[38] See Mr. V. Harcourt’s Address to the Brit. Assoc. in 1839, and the Appendix.

The consequences of Black’s principle are very important, for upon it is founded the whole doctrine of evaporation; besides which, the principle of latent heat has other applications. But the relations of aqueous vapor to air are so important, and have been so long a [162] subject of speculation, that we may with advantage dwell a little upon them. The part of science in which this is done may be called, as we have said, Atmology; and to that division of Thermotics the following chapters belong.

ATMOLOGY.

CHAPTER III.
The Relation of Vapor and Air.

Sect. 1.—The Boylean Law of the Air’s Elasticity.
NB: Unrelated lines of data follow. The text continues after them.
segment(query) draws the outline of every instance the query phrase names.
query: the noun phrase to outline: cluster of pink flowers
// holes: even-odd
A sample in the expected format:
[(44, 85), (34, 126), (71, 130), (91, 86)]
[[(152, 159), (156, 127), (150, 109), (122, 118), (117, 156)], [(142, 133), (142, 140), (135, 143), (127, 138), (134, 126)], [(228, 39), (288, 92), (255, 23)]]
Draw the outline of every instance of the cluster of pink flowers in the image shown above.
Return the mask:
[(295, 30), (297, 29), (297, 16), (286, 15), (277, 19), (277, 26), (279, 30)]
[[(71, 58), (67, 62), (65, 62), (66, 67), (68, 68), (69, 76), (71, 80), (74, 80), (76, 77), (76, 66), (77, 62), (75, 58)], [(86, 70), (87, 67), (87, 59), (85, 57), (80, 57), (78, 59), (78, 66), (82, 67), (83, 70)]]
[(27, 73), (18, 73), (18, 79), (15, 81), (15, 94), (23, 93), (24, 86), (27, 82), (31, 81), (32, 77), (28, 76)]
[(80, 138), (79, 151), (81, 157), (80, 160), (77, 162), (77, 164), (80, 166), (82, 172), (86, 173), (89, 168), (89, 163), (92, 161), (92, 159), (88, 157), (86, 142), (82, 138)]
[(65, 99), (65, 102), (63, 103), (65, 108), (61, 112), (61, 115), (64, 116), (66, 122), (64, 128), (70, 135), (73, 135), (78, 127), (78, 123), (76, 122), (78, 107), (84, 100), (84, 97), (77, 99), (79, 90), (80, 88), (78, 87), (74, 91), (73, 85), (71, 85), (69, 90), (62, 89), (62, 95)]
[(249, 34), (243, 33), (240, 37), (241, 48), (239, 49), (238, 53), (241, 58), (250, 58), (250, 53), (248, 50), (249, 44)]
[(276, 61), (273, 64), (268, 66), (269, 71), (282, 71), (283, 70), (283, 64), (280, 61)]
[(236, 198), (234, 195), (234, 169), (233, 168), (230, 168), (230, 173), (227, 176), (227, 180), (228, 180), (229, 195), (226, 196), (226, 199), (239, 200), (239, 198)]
IN the Sixth Book (Chap. iv. [Sect. 1.]) we have already seen how the conception on the laws of fluid equilibrium was, by Pascal and others, extended to air, as well as water. But though air presses and is pressed as water presses and is pressed, pressure produces upon air an effect which it does not, in any obvious degree, produce upon water. Air which is pressed is also compressed, or made to occupy a smaller space; and is consequently also made more dense, or condensed; and on the other hand, when the pressure upon a portion of air is diminished, the air expands or is rarefied. These broad facts are evident. They are expressed in a general way by saying that air is an elastic fluid, yielding in a certain degree to pressure, and recovering its previous dimensions when the pressure is removed.

But when men had reached this point, the questions obviously offered themselves, in what degree and according to what law air yields to pressure; when it is compressed, what relation does the density bear to the pressure? The use which had been made of tubes containing columns of mercury, by which the pressure of portions of air was varied and measured, suggested obvious modes of devising experiments by which this question might be answered. Such experiments accordingly were made by Boyle about 1650; and the result at which he arrived was, that when air is thus compressed, the density is as the pressure. Thus if the pressure of the atmosphere in its common state be equivalent to 30 inches of mercury, as shown by the barometer; if air included in a tube be pressed by 30 additional inches of [164] mercury, its density will be doubled, the air being compressed into one half the space. If the pressure be increased threefold, the density is also trebled; and so on. The same law was soon afterwards (in 1676) proved experimentally by Mariotte. And this law of the air’s elasticity, that the density is as the pressure, is sometimes called the Boylean Law, and sometimes the Law of Boyle and Mariotte.